Wenn man sich Artikel 2 Absatz 2 durchliest, wird man seinen Inhalt zunächst als eine Selbstverständlichkeit betrachten:
  1. Jeder hat das Recht auf Leben und körperliche Unversehrtheit. Die Freiheit der Person ist unverletzlich. In diese Rechte darf nur auf Grund eines Gesetzes eingegriffen werden.

Allerdings war das, was so selbstverständlich klingt, eine Neuschöpfung in der deutschen Verfassungsgeschichte und Reaktion auf die Verbrechen des nationalsozialistischen Staates. Die Erhaltung und der Schutz des Lebens sind demnach der elementarste Wert des Grundgesetzes und Vorbedingung für Artikel 1 Absatz 1, indem der Staat verpflichtet wird, die Würde des Menschen zu schützen und zu achten. Träger dieses Grundrechts ist jeder Inländer, deshalb ist es deutschen Behörden auch untersagt, einen Ausländer in ein Land abzuschieben, wenn dort sein Leben oder seine körperliche Unversehrtheit bedroht ist. Auch hat der deutsche Staat nicht das Recht die Todesstrafe auszusprechen, hierzu Artikel 102: Die Todesstrafe ist abgeschafft.

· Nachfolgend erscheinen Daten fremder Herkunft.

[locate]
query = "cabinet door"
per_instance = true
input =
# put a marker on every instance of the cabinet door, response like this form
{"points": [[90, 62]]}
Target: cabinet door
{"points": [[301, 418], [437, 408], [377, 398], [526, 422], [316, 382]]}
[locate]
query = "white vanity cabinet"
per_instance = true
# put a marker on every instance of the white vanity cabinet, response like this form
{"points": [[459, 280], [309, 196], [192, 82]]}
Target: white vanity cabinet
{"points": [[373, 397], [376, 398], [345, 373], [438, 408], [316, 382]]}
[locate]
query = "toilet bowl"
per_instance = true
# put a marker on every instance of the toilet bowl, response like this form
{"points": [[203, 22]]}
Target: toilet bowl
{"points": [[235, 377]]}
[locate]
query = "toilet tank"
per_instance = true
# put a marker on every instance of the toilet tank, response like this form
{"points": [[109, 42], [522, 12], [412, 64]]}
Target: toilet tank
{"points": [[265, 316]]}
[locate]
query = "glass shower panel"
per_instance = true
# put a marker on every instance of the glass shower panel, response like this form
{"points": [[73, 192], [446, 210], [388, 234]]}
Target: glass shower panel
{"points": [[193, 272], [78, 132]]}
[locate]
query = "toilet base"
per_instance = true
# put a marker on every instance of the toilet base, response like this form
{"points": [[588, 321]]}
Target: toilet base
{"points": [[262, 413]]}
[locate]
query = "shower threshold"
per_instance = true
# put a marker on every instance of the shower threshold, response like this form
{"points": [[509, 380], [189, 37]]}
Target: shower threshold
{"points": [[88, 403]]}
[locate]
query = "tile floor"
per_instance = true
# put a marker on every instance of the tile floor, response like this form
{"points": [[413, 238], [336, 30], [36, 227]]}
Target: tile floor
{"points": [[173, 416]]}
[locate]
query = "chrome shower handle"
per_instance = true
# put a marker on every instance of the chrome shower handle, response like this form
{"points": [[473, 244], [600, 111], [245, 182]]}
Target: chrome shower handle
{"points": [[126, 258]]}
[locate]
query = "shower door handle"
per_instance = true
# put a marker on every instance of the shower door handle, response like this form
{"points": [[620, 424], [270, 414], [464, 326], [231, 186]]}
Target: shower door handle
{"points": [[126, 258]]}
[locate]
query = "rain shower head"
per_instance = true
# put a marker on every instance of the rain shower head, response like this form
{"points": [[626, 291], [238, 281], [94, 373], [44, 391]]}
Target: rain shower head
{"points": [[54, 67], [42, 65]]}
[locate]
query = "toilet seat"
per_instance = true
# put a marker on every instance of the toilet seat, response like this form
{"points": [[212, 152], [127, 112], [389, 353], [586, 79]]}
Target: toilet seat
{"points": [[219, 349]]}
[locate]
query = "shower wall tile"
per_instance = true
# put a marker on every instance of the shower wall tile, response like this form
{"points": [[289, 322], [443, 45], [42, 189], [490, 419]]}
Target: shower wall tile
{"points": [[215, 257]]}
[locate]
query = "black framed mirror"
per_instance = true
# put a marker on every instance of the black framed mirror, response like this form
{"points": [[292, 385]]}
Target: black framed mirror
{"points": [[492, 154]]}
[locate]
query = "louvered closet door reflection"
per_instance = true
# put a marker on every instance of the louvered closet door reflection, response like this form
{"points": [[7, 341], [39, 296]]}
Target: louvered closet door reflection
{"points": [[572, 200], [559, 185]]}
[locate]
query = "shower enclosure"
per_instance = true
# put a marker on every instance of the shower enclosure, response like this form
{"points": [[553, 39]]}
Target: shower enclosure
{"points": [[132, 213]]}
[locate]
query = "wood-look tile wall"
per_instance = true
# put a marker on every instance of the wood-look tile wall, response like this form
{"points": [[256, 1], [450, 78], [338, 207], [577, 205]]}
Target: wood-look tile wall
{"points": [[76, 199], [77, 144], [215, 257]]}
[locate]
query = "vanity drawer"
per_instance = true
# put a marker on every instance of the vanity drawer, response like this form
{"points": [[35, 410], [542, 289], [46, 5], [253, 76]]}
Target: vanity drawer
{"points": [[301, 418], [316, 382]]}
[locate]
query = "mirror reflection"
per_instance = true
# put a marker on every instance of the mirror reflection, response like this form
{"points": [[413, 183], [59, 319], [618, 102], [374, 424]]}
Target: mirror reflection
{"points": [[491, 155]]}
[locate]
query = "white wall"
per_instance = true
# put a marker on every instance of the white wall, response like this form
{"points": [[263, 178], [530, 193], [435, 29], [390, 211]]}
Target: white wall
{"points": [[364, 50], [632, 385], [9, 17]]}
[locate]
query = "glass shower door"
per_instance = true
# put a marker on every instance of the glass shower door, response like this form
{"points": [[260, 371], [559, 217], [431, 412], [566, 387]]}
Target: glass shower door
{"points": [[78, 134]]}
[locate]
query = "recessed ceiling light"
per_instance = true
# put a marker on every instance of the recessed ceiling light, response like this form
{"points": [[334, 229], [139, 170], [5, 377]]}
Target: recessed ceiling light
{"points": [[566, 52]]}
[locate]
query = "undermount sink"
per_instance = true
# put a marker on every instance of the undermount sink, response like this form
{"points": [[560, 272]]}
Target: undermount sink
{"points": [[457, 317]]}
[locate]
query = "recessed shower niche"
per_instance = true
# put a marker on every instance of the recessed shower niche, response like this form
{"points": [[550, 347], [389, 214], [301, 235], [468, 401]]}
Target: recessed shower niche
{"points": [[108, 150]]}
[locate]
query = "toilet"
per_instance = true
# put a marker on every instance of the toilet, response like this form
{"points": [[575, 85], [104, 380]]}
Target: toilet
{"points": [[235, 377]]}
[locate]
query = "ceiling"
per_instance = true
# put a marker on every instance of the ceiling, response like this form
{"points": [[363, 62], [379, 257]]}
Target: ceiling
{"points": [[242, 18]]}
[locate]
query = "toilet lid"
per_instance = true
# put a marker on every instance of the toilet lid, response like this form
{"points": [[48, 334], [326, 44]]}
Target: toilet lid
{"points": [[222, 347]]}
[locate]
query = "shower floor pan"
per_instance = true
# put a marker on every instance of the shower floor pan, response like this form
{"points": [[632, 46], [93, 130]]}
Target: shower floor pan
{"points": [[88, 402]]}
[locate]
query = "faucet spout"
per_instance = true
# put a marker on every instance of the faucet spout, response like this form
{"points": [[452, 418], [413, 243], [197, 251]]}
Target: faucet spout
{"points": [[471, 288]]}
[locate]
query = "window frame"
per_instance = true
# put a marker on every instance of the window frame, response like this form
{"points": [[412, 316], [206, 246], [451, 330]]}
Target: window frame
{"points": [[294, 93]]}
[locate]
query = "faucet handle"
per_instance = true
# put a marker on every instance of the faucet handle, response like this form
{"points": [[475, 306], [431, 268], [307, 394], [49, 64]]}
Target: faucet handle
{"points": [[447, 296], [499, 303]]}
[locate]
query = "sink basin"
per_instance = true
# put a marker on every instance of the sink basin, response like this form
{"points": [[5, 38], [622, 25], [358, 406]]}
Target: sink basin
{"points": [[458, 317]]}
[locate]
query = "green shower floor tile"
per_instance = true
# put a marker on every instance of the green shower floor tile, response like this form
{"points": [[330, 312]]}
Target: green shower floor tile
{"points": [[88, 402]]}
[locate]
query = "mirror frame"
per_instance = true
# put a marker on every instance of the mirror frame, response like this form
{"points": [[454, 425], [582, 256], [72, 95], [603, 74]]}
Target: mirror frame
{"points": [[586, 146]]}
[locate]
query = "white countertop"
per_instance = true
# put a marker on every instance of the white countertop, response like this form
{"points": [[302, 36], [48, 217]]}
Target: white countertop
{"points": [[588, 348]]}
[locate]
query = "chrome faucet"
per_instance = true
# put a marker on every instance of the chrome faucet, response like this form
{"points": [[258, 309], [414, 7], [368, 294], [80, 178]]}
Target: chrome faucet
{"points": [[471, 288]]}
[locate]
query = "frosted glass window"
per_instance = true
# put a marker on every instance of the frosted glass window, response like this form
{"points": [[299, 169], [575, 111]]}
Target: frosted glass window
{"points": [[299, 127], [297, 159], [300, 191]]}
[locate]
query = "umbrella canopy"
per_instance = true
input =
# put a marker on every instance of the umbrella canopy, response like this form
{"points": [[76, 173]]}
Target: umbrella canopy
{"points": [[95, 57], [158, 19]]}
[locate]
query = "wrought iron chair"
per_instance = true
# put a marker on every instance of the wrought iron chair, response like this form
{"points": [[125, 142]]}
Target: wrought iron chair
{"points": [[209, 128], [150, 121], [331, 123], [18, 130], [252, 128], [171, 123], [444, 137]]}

Die Aktualität von Artikel 2 Absatz 2 zeigt sich aber auch hinsichtlich der Atomkatastrophe in Japan, da er die Frage aufwirft, ob die Abkehr von der Kernenergie nicht eine Frage des ob, sondern des wann ist. Ebenso ist Folter in unserem Land untersagt, daher heißt es in Artikel 104 Absatz 1:
  1. Die Freiheit der Person kann nur auf Grund eines förmlichen Gesetzes und nur unter Beachtung der darin vorgeschriebenen Formen beschränkt werden. Festgehaltene Personen dürfen weder seelisch noch körperlich misshandelt werden.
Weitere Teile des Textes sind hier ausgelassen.